EU-Kommissar: Rechtsstaatlichkeitsrutschung in bestimmten Ländern

Bei der Vorstellung des Rechtsstaatlichkeitsberichts 2024 der Europäischen Kommission am Mittwoch in Brüssel erklärte Kommissarin Vera Jourova, dass mehr als 68 Prozent der Empfehlungen des letztjährigen Berichts ganz oder teilweise eingehalten wurden, die Situation in bestimmten Mitgliedstaaten jedoch weiterhin besorgniserregend sei.
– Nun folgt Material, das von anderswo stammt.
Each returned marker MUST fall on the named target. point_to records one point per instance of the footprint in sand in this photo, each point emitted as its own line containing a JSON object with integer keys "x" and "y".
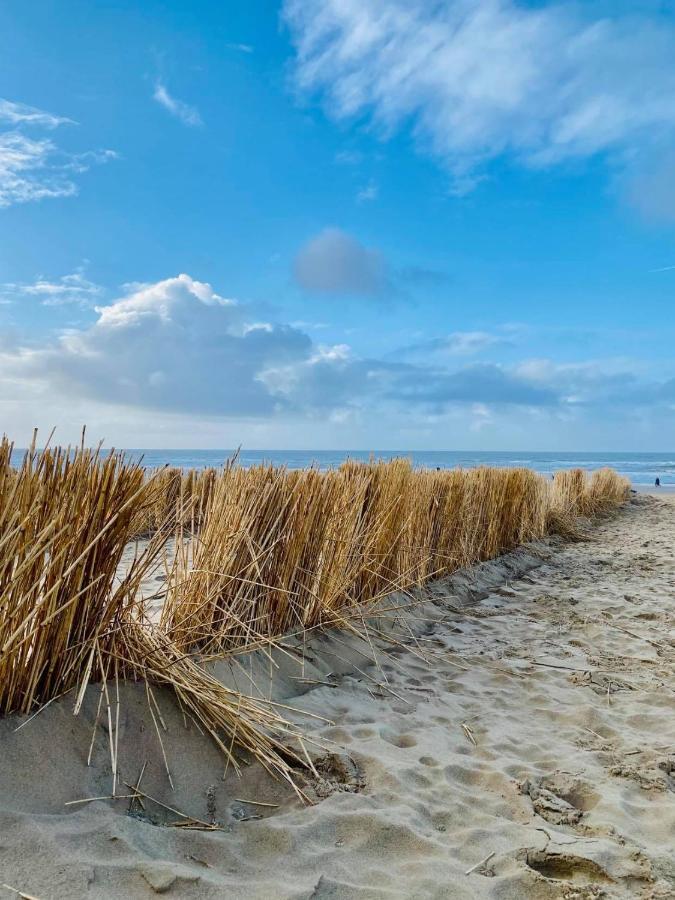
{"x": 398, "y": 740}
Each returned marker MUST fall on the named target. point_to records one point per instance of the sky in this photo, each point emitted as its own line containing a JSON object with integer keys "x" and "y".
{"x": 330, "y": 224}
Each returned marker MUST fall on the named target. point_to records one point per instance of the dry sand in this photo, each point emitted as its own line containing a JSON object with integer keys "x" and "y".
{"x": 522, "y": 746}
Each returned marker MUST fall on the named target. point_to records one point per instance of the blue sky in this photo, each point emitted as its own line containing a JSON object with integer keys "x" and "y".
{"x": 330, "y": 224}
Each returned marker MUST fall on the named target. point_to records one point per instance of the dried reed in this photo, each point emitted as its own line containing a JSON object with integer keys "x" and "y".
{"x": 259, "y": 552}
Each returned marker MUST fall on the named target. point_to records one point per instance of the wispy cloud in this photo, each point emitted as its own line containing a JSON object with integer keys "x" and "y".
{"x": 544, "y": 83}
{"x": 368, "y": 192}
{"x": 74, "y": 289}
{"x": 187, "y": 114}
{"x": 35, "y": 168}
{"x": 19, "y": 113}
{"x": 242, "y": 48}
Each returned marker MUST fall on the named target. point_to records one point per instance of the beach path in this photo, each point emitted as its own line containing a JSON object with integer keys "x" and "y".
{"x": 523, "y": 747}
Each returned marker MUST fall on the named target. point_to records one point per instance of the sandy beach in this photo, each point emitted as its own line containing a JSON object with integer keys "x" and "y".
{"x": 518, "y": 742}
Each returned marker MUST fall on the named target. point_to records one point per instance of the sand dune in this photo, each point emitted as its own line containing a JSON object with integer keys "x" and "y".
{"x": 519, "y": 742}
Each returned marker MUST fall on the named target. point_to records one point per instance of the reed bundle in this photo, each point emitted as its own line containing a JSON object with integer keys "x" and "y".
{"x": 283, "y": 550}
{"x": 65, "y": 520}
{"x": 259, "y": 552}
{"x": 179, "y": 498}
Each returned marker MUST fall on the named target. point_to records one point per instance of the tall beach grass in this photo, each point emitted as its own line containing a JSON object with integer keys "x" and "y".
{"x": 259, "y": 552}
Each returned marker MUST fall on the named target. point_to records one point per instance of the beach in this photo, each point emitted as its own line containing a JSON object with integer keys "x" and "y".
{"x": 516, "y": 742}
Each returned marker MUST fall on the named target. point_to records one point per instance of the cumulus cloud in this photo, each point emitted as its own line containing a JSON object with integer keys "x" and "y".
{"x": 544, "y": 82}
{"x": 176, "y": 347}
{"x": 172, "y": 345}
{"x": 74, "y": 289}
{"x": 334, "y": 262}
{"x": 187, "y": 114}
{"x": 36, "y": 168}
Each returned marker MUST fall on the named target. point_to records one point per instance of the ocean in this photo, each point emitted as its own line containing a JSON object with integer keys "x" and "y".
{"x": 640, "y": 468}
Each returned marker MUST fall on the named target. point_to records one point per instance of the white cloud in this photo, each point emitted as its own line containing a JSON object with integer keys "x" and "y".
{"x": 19, "y": 113}
{"x": 369, "y": 191}
{"x": 35, "y": 168}
{"x": 242, "y": 48}
{"x": 545, "y": 82}
{"x": 175, "y": 354}
{"x": 187, "y": 114}
{"x": 73, "y": 289}
{"x": 334, "y": 262}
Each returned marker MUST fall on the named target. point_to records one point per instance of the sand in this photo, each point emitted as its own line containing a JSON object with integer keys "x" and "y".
{"x": 518, "y": 743}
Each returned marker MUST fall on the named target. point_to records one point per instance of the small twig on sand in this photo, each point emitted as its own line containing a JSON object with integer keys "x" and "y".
{"x": 93, "y": 799}
{"x": 257, "y": 803}
{"x": 20, "y": 893}
{"x": 171, "y": 808}
{"x": 469, "y": 734}
{"x": 480, "y": 864}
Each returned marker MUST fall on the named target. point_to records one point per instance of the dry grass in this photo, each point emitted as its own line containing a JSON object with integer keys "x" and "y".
{"x": 282, "y": 550}
{"x": 65, "y": 519}
{"x": 260, "y": 552}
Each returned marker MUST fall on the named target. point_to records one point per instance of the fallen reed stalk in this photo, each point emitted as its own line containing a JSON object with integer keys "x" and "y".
{"x": 259, "y": 553}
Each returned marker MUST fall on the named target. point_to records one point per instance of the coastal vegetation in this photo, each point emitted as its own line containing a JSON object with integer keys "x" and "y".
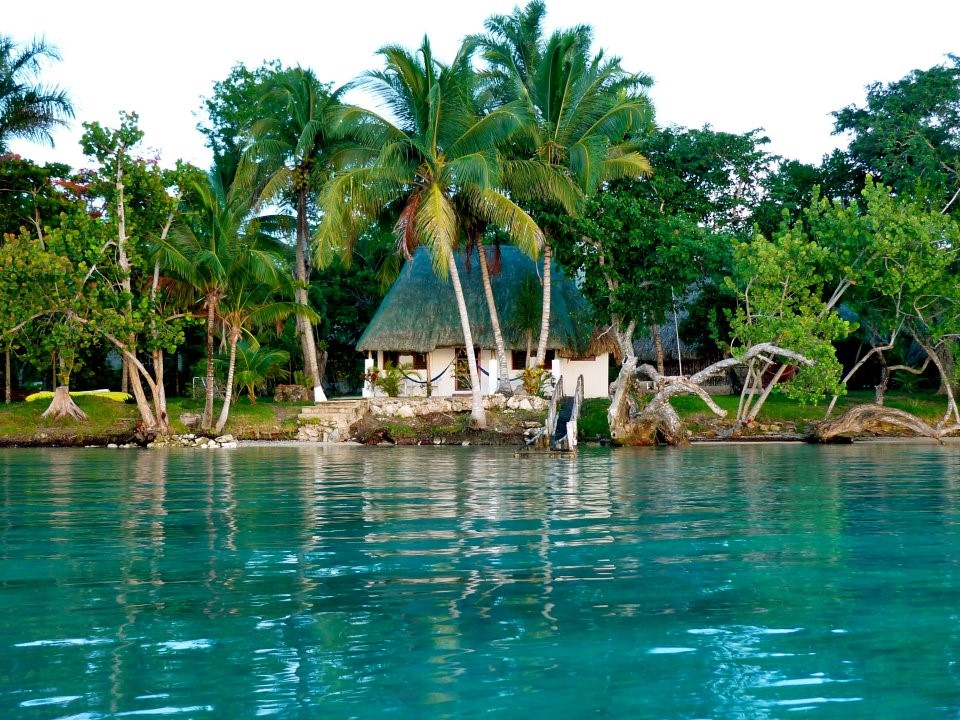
{"x": 809, "y": 283}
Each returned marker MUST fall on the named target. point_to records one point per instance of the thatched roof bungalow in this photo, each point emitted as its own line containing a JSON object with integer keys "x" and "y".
{"x": 418, "y": 323}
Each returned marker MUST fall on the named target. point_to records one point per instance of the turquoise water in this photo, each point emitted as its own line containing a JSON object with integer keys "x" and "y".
{"x": 746, "y": 582}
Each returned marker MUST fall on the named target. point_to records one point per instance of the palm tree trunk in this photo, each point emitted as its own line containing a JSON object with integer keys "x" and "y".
{"x": 207, "y": 420}
{"x": 308, "y": 345}
{"x": 228, "y": 391}
{"x": 545, "y": 316}
{"x": 503, "y": 384}
{"x": 478, "y": 416}
{"x": 146, "y": 414}
{"x": 159, "y": 393}
{"x": 657, "y": 346}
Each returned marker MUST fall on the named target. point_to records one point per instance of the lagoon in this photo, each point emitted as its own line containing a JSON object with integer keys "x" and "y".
{"x": 725, "y": 581}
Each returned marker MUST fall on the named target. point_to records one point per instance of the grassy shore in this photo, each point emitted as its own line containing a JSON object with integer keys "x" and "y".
{"x": 112, "y": 422}
{"x": 779, "y": 415}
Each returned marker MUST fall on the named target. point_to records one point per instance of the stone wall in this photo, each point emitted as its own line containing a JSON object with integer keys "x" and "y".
{"x": 408, "y": 407}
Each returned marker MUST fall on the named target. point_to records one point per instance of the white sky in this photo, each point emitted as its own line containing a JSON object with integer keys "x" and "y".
{"x": 737, "y": 65}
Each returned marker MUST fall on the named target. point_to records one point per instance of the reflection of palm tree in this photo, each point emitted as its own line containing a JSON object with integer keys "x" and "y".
{"x": 581, "y": 108}
{"x": 440, "y": 157}
{"x": 28, "y": 110}
{"x": 251, "y": 301}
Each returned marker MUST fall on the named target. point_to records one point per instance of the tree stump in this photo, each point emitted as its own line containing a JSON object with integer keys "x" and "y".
{"x": 872, "y": 418}
{"x": 63, "y": 405}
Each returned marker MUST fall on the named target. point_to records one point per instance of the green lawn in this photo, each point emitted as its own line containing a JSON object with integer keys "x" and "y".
{"x": 777, "y": 410}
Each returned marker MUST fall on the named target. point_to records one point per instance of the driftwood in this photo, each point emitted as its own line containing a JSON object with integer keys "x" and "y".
{"x": 658, "y": 422}
{"x": 63, "y": 405}
{"x": 877, "y": 418}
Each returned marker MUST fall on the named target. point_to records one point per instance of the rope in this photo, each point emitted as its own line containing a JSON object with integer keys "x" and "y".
{"x": 433, "y": 380}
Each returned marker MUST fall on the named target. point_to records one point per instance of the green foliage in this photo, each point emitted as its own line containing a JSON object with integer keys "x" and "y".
{"x": 593, "y": 420}
{"x": 29, "y": 109}
{"x": 535, "y": 379}
{"x": 906, "y": 134}
{"x": 255, "y": 365}
{"x": 642, "y": 244}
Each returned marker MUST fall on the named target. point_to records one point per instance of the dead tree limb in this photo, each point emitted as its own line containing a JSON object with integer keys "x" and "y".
{"x": 658, "y": 422}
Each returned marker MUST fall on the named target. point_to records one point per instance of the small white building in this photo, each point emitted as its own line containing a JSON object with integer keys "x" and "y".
{"x": 418, "y": 324}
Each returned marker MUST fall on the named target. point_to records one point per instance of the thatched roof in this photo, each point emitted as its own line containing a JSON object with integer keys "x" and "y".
{"x": 419, "y": 313}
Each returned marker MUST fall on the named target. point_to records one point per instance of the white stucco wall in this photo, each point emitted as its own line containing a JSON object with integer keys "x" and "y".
{"x": 595, "y": 382}
{"x": 595, "y": 373}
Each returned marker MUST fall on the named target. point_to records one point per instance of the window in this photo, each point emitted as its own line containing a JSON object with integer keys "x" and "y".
{"x": 518, "y": 358}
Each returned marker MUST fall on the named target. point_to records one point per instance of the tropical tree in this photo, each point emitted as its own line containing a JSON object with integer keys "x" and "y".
{"x": 583, "y": 110}
{"x": 293, "y": 148}
{"x": 218, "y": 250}
{"x": 253, "y": 299}
{"x": 28, "y": 110}
{"x": 255, "y": 365}
{"x": 439, "y": 158}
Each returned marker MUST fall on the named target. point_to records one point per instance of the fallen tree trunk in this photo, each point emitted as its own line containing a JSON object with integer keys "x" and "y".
{"x": 63, "y": 405}
{"x": 876, "y": 418}
{"x": 657, "y": 422}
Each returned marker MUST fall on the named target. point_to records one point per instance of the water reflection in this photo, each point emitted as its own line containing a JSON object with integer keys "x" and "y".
{"x": 303, "y": 582}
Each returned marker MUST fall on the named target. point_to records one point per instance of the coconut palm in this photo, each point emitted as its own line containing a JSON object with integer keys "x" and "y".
{"x": 253, "y": 300}
{"x": 217, "y": 249}
{"x": 439, "y": 158}
{"x": 584, "y": 109}
{"x": 28, "y": 110}
{"x": 294, "y": 151}
{"x": 255, "y": 365}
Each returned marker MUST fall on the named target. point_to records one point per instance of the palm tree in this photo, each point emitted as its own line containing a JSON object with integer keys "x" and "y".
{"x": 438, "y": 162}
{"x": 584, "y": 109}
{"x": 252, "y": 301}
{"x": 28, "y": 110}
{"x": 217, "y": 249}
{"x": 294, "y": 150}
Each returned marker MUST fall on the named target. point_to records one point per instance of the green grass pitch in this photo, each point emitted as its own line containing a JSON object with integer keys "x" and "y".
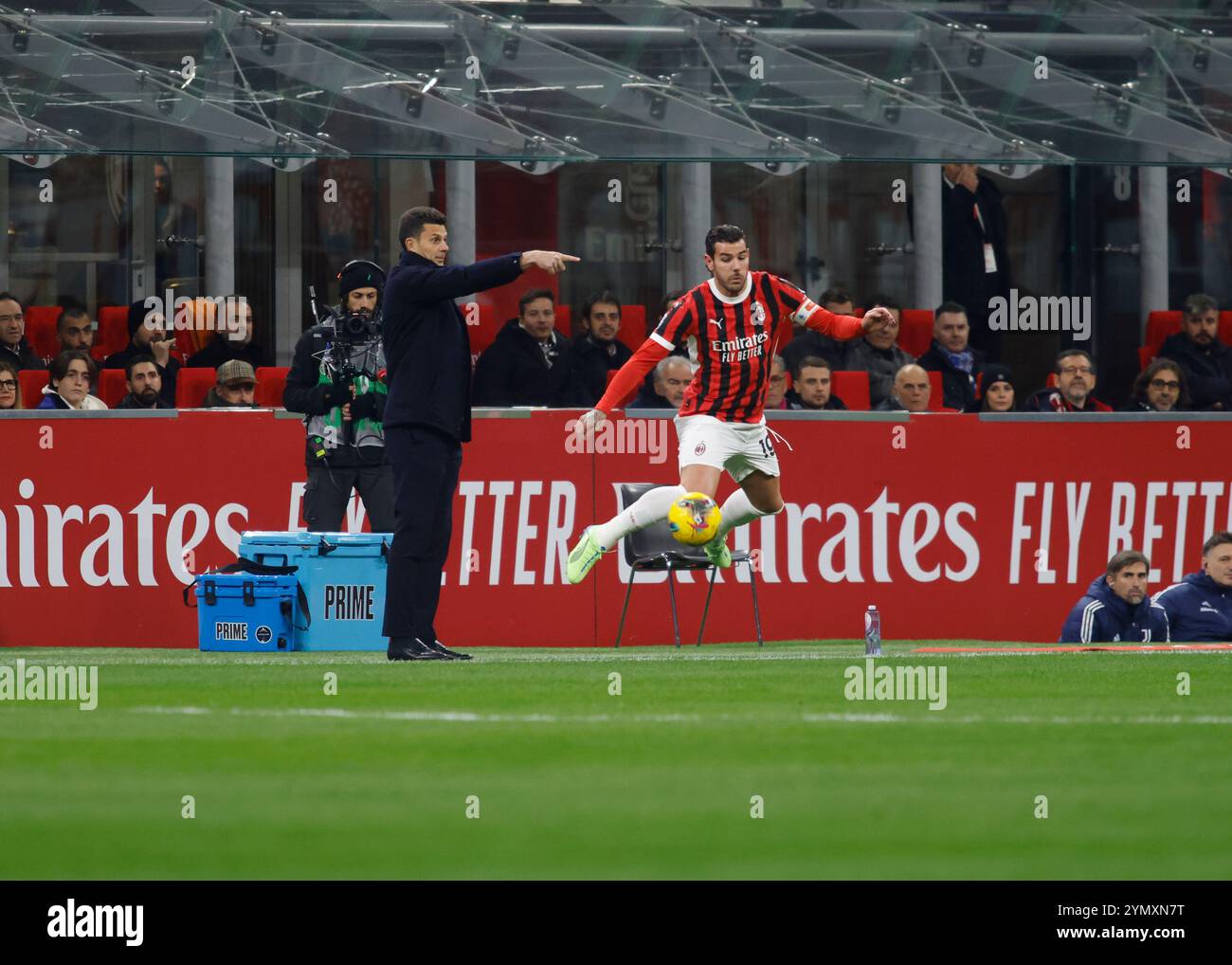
{"x": 571, "y": 781}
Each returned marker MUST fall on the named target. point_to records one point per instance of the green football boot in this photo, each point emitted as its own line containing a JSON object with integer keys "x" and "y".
{"x": 718, "y": 553}
{"x": 583, "y": 557}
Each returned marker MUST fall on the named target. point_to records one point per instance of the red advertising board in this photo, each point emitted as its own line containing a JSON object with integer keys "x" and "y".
{"x": 953, "y": 526}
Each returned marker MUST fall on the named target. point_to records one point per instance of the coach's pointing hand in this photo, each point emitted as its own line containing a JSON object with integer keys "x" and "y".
{"x": 551, "y": 262}
{"x": 878, "y": 319}
{"x": 586, "y": 426}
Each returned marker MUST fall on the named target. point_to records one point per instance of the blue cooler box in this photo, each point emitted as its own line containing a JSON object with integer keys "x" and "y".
{"x": 341, "y": 574}
{"x": 245, "y": 612}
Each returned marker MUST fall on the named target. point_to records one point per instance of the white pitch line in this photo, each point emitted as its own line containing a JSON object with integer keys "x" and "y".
{"x": 461, "y": 717}
{"x": 598, "y": 656}
{"x": 447, "y": 717}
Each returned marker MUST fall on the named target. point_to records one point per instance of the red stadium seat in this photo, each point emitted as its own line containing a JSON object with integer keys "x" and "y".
{"x": 1161, "y": 325}
{"x": 271, "y": 381}
{"x": 112, "y": 334}
{"x": 853, "y": 389}
{"x": 483, "y": 334}
{"x": 112, "y": 386}
{"x": 915, "y": 331}
{"x": 32, "y": 383}
{"x": 936, "y": 395}
{"x": 191, "y": 386}
{"x": 632, "y": 325}
{"x": 41, "y": 329}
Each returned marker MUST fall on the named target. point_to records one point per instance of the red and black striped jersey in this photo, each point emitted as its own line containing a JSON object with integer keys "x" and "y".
{"x": 737, "y": 337}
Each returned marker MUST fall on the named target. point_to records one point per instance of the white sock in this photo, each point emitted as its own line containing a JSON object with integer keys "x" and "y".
{"x": 737, "y": 510}
{"x": 651, "y": 508}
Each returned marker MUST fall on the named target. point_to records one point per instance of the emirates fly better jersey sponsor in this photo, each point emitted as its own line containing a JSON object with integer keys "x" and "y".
{"x": 735, "y": 343}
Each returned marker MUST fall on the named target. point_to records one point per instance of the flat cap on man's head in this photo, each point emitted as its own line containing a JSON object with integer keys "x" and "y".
{"x": 235, "y": 373}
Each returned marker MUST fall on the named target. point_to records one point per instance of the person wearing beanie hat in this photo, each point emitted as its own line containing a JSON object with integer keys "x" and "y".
{"x": 233, "y": 337}
{"x": 148, "y": 336}
{"x": 343, "y": 419}
{"x": 994, "y": 391}
{"x": 361, "y": 276}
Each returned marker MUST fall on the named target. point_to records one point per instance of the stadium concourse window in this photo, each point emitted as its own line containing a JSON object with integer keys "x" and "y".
{"x": 63, "y": 230}
{"x": 608, "y": 213}
{"x": 350, "y": 210}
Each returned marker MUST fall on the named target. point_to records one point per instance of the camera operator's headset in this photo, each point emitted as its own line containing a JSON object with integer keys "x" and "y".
{"x": 372, "y": 265}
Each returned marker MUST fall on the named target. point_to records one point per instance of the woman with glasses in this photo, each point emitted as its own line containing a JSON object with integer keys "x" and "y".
{"x": 73, "y": 373}
{"x": 10, "y": 387}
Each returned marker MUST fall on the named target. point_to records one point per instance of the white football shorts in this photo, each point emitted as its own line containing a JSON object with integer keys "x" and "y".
{"x": 738, "y": 447}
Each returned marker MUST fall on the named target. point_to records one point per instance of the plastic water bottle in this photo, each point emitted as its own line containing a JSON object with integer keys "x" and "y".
{"x": 871, "y": 632}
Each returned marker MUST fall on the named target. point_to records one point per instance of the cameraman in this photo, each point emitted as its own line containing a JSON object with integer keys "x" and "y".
{"x": 336, "y": 380}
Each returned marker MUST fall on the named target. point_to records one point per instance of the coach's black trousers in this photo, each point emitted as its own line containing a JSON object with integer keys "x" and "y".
{"x": 426, "y": 472}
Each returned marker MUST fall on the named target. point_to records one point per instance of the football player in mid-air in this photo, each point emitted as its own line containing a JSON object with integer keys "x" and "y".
{"x": 737, "y": 319}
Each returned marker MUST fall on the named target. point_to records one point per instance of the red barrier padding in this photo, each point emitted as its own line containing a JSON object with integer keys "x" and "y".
{"x": 1008, "y": 537}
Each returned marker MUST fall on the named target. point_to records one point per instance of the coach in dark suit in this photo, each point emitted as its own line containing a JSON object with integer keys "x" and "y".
{"x": 976, "y": 253}
{"x": 427, "y": 415}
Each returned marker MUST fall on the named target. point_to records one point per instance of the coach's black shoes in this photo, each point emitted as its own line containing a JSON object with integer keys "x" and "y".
{"x": 413, "y": 648}
{"x": 450, "y": 653}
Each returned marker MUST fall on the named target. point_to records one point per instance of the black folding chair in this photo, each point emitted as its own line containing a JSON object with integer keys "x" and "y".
{"x": 654, "y": 549}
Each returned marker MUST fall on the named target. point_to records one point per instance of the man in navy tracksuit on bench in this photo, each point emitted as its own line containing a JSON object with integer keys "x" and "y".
{"x": 1116, "y": 608}
{"x": 1200, "y": 607}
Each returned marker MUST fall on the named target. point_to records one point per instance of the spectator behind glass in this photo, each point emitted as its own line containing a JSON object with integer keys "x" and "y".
{"x": 74, "y": 329}
{"x": 1205, "y": 360}
{"x": 807, "y": 341}
{"x": 950, "y": 355}
{"x": 10, "y": 386}
{"x": 13, "y": 346}
{"x": 1076, "y": 387}
{"x": 689, "y": 350}
{"x": 1159, "y": 387}
{"x": 234, "y": 389}
{"x": 598, "y": 352}
{"x": 997, "y": 391}
{"x": 148, "y": 336}
{"x": 672, "y": 377}
{"x": 813, "y": 381}
{"x": 530, "y": 362}
{"x": 974, "y": 254}
{"x": 911, "y": 391}
{"x": 878, "y": 355}
{"x": 233, "y": 337}
{"x": 143, "y": 383}
{"x": 73, "y": 373}
{"x": 776, "y": 387}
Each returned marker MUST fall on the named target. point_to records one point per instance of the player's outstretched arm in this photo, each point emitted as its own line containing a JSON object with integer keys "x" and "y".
{"x": 841, "y": 327}
{"x": 624, "y": 382}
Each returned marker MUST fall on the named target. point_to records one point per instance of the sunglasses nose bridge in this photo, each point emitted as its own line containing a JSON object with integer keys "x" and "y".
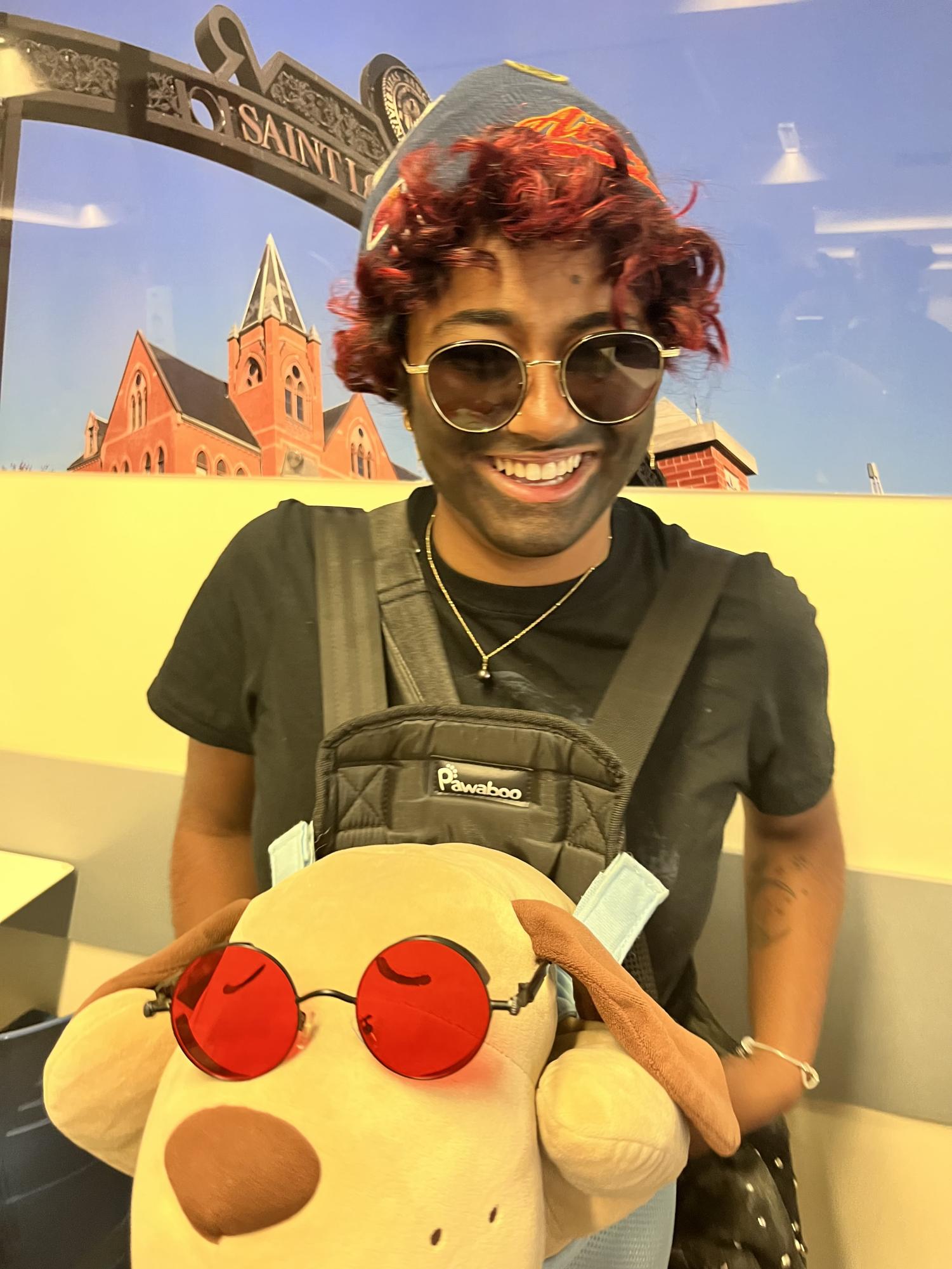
{"x": 559, "y": 377}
Jourova, die Vizepräsidentin der EG für Werte und Transparenz, sagte, der Zustand der richterlichen Unabhängigkeit betreffe “die Sache” in bestimmten Ländern und verschlechtere sich in einigen anderen.
Sie sagte, Korruption sei auch in der Union besorgniserregend und forderte Maßnahmen zur Stärkung des Rahmens zur Verhinderung von Bestechung im Zusammenhang mit Lobbying-Aktivitäten, Interessenkonflikten und Vermögenserklärungen. Auch die wirksame Untersuchung und Verfolgung von Korruption sollte gestärkt werden, sagte sie.
Im Länderbericht zu Ungarn hieß es, das Land habe mit der Umsetzung der Justizreform 2023 begonnen “Der Nationale Justizrat übt seine neuen Kompetenzen aus, um die Befugnisse des Präsidenten des Nationalen Amtes für Justizwesen wirksam auszugleichen”, heißt es in dem Bericht.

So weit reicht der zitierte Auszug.